A stop-gap appropriations bill to allocate some funding for higher education was passed to avert total calamity befalling the state’s public universities. For Hall, that meant her Monetary Assistance Program — called MAP grants — was cut in half.

“I had to pay for tuition and books, and I work a minimum wage job. You can only imagine how many books I had to pay for with four classes,” she said. “You know it’s not easy with a minimum wage job. Everything is so expensive here. It’s also disheartening. I thought they would find a way to retain students.”

According to Crain’s, professors are leaving the state by the droves and students are too. “Nobody wants to touch Illinois with a 10-foot pole right now,” Tanya Cofer, a Northeastern Illinois University math teacher told Crain’s. She and her husband and colleague, Isidor Ruderfer, are leaving the state to take jobs in Georgia.

University administrators have worked with faculty and staff unions, lobbying lawmakers for full funding. NEIU Interim President Richard Helldobler opened the afternoon rally for education, welcoming union members, students, faculty and staff “in the spirit of solidarity.”

He said whether it is “elementary, secondary or higher education, there is one thing we share in common. That is dedication to our students and the state of Illinois.” Part of the day’s theme was solidarity with the Chicago Teachers Union and K-12 public schools. Many thought the union would be forced to strike, but a tentative agreement was reached just before the Oct. 11 strike deadline.

John Miller, president of University Professionals of Illinois, drew a sharp contrast between the higher education community and the governor. Despite Rauner’s praise for the budget band-aid called the stopgap measure, Miller said it was a failure because it actually slashed higher education funding.

“They have voted to cut every single public university, every college by 40 percent,” he said. “And guess what they left out of that bill. Your MAP funding for the current academic year.”

Miller said the state has lost a lot of students and enrollment has plummeted by 25 percent or more in some higher education institutions.

Melanie and Valerie Gorny are studying social work. They said they are not among the 130,000 MAP grantees statewide, yet the funding cuts and budget crisis still affects their education and future.

“Lack of a budget would shut down our school,” Valerie Gorny said.

“It affected teachers who had to take furloughs. It affected class times and scheduling and therefore our learning,” Melanie Gorny said.

Political action was a major theme throughout the day. Chaelecia Cooper, an AFSCME board member, NEIU employee and mother of four, urged everyone to get out and vote Nov. 8.

“At what point are we going to say, ‘Enough is enough!’ When are we going to get off of our duffs and do something? We need to have people in office that actually can relate to the importance of an education and speak for the people. We cannot keep cutting services, and we cannot keep closing schools,” Cooper said.
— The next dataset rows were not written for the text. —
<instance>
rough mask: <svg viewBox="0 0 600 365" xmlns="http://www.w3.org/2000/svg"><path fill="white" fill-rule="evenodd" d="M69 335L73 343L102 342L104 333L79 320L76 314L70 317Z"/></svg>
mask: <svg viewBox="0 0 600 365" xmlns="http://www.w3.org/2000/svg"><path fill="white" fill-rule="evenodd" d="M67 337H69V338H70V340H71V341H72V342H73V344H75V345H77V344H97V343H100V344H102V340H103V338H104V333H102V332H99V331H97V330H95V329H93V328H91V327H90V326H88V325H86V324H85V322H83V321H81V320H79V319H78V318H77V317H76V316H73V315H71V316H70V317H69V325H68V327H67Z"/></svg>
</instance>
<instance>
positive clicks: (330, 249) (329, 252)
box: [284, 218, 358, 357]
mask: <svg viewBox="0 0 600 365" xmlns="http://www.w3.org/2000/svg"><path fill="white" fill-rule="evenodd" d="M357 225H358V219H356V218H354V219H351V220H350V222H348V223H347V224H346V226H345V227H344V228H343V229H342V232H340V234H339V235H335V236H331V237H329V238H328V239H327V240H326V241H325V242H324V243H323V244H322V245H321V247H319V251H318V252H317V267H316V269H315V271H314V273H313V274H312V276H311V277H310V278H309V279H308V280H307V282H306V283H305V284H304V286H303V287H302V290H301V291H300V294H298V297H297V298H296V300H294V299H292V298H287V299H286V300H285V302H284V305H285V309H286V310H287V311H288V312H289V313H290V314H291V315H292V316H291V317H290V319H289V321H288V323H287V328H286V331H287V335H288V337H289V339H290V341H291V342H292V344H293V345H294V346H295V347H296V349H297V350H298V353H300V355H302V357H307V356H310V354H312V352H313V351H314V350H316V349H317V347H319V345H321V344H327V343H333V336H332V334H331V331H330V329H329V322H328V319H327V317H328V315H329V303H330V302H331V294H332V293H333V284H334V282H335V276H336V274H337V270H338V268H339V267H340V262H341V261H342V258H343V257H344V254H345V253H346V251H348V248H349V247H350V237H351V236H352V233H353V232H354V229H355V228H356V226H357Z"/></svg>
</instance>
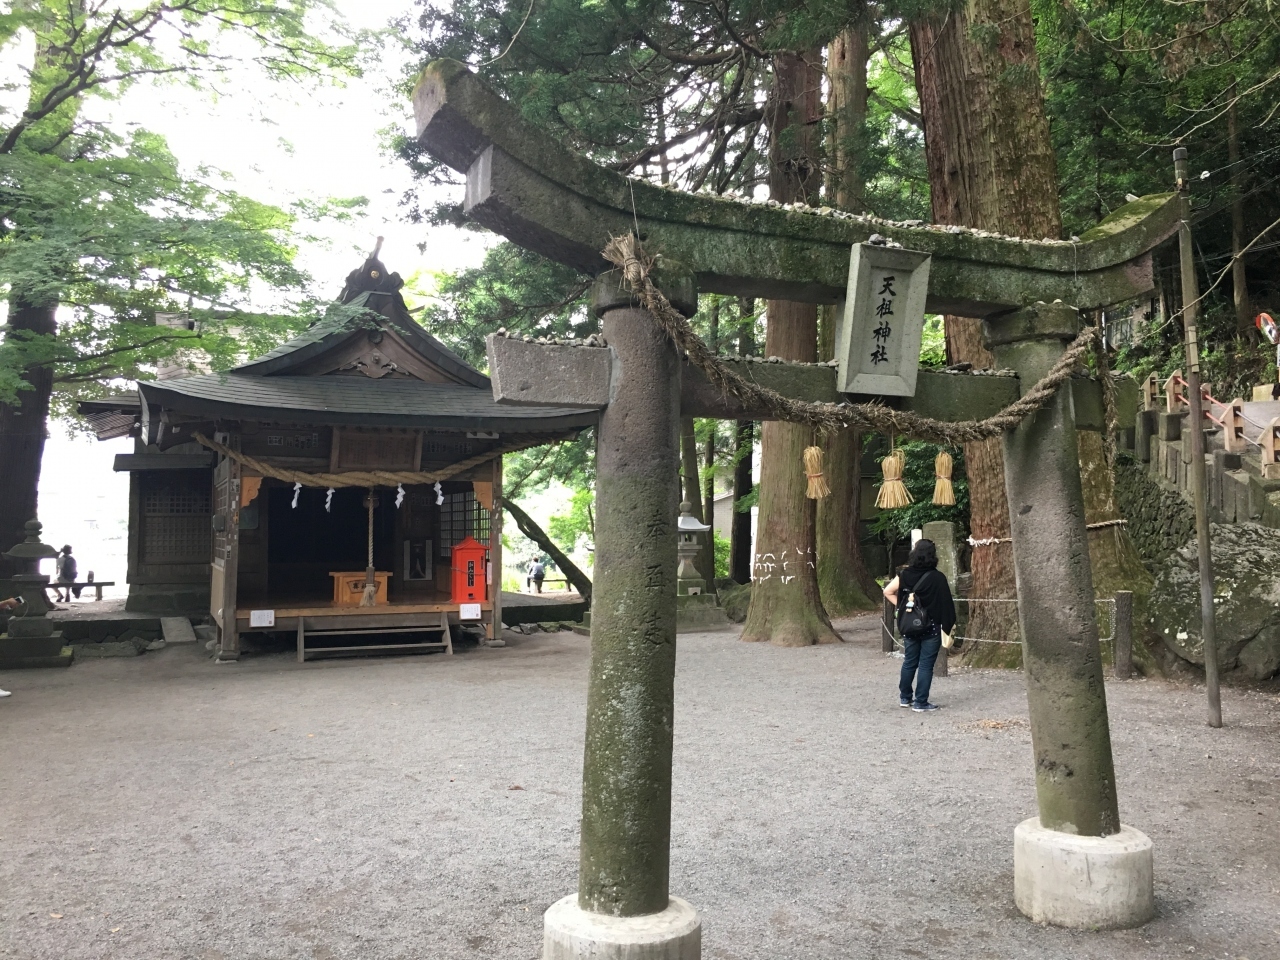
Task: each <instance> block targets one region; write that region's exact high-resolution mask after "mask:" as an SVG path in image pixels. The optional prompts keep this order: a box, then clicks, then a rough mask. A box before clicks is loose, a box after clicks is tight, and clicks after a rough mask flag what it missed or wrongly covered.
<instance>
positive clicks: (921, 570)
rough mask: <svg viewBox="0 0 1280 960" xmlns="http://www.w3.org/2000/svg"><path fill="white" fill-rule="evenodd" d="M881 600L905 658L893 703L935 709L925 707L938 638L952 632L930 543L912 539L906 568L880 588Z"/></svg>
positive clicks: (940, 581)
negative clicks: (882, 601) (896, 624)
mask: <svg viewBox="0 0 1280 960" xmlns="http://www.w3.org/2000/svg"><path fill="white" fill-rule="evenodd" d="M884 599H886V600H888V602H890V603H892V604H893V607H895V608H896V609H897V625H899V631H900V632H901V634H902V648H904V652H905V654H906V657H905V658H904V659H902V675H901V677H900V678H899V684H897V705H899V707H910V708H911V709H913V710H915V712H916V713H925V712H928V710H936V709H938V708H937V705H936V704H932V703H929V687H932V686H933V664H934V663H937V659H938V652H940V650H941V649H942V634H943V632H946V634H950V632H951V631H952V630H955V626H956V607H955V602H954V600H952V599H951V585H950V584H947V577H946V575H945V573H943V572H942V571H940V570H938V550H937V548H936V547H934V545H933V540H916V541H915V547H913V548H911V553H910V556H909V557H908V558H906V566H905V567H902V570H901V571H900V572H899V575H897V576H896V577H893V579H892V580H890V581H888V585H887V586H886V588H884ZM913 684H914V685H915V691H914V696H913V690H911V686H913Z"/></svg>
In addition to presidential candidates and congressional representatives, state lawmakers will be on the ballot this November. “You can make a difference. Do your research. Be informed about your legislators and what decisions they are making on your behalf,” Cooper said.

State Rep. Will Guzzardi echoed Hillary Clinton’s platform to create tuition and debt-free education and announced a new campaign to make state colleges and universities free.

“We have a plan to pay for it. Raise taxes on the very wealthy in Illinois and close corporate loopholes,” he said.

“Bruce Rauner and Donald Trump and all the rest of those guys who think they’re so smart for not paying taxes, we hold them accountable to pay their fair share and use the billions of dollars to lift up everyone.”